Opinion
February 14, 1961
In an action to recover damages for personal injuries sustained by the deceased wife of the plaintiff administrator before she died, and to recover damages for loss of services and medical expenses sustained by her said husband, defendant appeals from a judgment of the Supreme Court, Westchester County, entered January 13, 1960, after a jury trial, on a verdict in favor of the wife and her husband. During the pendency of this appeal the wife died from causes unrelated to the personal injuries for which recovery is here sought. Her husband, as administrator of her estate, has been substituted in this action in her stead. Judgment reversed on the law and the facts, with costs, and complaint dismissed.

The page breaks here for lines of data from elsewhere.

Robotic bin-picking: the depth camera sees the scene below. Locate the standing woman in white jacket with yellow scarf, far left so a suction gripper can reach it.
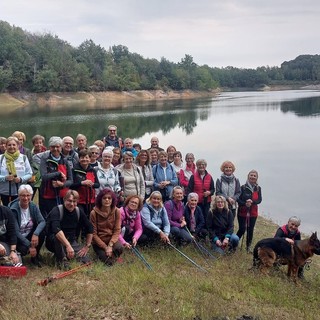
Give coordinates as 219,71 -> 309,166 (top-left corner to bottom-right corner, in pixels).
0,137 -> 32,206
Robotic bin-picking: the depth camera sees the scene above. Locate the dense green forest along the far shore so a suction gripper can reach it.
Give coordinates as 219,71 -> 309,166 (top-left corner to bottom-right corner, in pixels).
0,20 -> 320,92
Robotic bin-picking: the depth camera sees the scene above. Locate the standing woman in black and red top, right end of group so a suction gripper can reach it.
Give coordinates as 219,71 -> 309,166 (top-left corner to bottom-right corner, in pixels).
237,170 -> 262,253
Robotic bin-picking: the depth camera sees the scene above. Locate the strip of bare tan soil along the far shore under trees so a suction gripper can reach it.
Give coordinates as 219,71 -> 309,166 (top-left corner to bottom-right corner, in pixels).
0,90 -> 219,109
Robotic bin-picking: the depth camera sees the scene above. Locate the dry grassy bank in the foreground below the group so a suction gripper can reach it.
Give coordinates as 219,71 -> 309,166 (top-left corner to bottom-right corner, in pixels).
0,218 -> 320,320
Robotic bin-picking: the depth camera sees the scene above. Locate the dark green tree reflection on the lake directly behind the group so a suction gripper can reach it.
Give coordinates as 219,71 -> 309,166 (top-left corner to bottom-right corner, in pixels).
1,100 -> 210,146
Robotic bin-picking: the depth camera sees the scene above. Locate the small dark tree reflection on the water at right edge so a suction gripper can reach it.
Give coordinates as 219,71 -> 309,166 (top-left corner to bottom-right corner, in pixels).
281,97 -> 320,117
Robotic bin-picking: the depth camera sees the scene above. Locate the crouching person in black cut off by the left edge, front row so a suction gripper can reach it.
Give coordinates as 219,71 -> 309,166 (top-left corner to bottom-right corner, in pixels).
0,205 -> 21,264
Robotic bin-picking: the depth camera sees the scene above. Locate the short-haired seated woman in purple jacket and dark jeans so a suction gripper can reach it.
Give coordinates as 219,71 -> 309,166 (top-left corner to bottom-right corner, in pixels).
164,186 -> 192,245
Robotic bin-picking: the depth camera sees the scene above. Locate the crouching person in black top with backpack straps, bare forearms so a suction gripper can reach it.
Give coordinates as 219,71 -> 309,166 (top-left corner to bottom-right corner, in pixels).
46,190 -> 93,269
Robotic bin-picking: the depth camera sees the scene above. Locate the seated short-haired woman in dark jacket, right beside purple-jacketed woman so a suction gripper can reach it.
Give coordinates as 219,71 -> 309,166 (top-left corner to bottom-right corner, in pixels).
184,192 -> 208,239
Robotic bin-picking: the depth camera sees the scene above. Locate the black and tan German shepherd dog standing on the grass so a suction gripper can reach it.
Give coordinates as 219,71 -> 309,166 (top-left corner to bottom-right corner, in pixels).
253,232 -> 320,282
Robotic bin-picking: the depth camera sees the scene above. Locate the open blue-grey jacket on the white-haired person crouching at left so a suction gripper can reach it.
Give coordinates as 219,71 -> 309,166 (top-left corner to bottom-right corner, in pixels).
9,198 -> 46,247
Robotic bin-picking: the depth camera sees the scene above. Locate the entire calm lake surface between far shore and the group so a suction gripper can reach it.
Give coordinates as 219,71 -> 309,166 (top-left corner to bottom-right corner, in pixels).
0,90 -> 320,233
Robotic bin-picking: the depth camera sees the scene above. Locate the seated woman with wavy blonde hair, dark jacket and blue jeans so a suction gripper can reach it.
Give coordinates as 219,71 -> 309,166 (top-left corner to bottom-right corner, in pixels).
207,196 -> 239,254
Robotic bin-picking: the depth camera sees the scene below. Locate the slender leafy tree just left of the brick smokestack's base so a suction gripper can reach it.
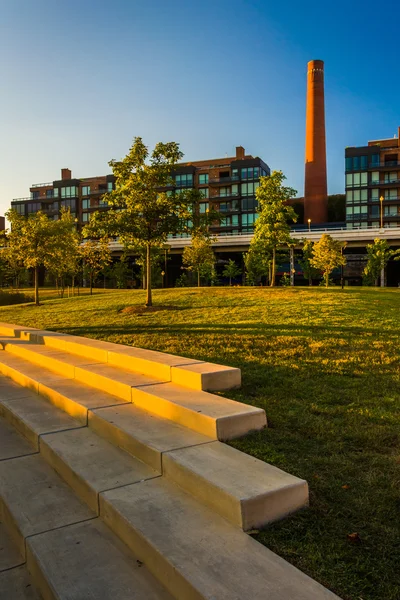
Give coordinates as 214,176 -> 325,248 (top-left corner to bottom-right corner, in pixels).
250,171 -> 297,286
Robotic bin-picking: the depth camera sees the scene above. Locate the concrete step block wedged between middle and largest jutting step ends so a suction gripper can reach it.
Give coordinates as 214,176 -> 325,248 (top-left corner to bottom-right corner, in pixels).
89,404 -> 212,473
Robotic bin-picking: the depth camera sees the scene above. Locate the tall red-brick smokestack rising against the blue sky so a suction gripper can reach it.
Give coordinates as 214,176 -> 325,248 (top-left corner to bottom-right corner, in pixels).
304,60 -> 328,223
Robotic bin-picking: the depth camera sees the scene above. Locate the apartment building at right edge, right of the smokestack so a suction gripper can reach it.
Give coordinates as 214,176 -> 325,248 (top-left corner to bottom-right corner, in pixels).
345,127 -> 400,229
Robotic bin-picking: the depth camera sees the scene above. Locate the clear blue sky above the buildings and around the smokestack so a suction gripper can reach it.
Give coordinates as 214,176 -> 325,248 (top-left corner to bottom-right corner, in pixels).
0,0 -> 400,214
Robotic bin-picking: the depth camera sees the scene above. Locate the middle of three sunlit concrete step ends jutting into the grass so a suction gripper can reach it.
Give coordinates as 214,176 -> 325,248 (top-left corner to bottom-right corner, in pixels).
132,383 -> 267,441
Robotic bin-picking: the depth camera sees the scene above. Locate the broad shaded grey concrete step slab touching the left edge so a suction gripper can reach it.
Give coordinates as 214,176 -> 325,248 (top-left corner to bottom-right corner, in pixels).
0,454 -> 95,557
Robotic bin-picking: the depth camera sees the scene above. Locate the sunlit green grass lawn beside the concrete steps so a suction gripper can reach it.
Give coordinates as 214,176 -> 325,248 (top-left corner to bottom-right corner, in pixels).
0,288 -> 400,600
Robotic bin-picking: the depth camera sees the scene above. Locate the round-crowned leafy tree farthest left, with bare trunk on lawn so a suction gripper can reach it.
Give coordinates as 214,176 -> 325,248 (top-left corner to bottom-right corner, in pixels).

While the intestate wife and her husband were walking along a retaining wall in a park maintained by defendant village, the wife stepped off the wall and fell into a hole covered with grass. There was some testimony that, to the knowledge of defendant, the general area near the wall was infested with rat holes. However, there was no proof that the hole into which the wife fell was a rat hole. Nor was there any proof of notice to defendant as to the particular hole which caused her to fall. Without such proof, she and her husband failed to make out a prima facie case ( Sikora v. Apex Beverage Corp., 282 App. 193, affd. 306 N.Y. 917 ; Swiontek v. City of New York, 283 App. Div. 949). Nolan, P.J., Beldock, Kleinfeld and Pette, JJ., concur; Christ, J., dissents and votes to affirm.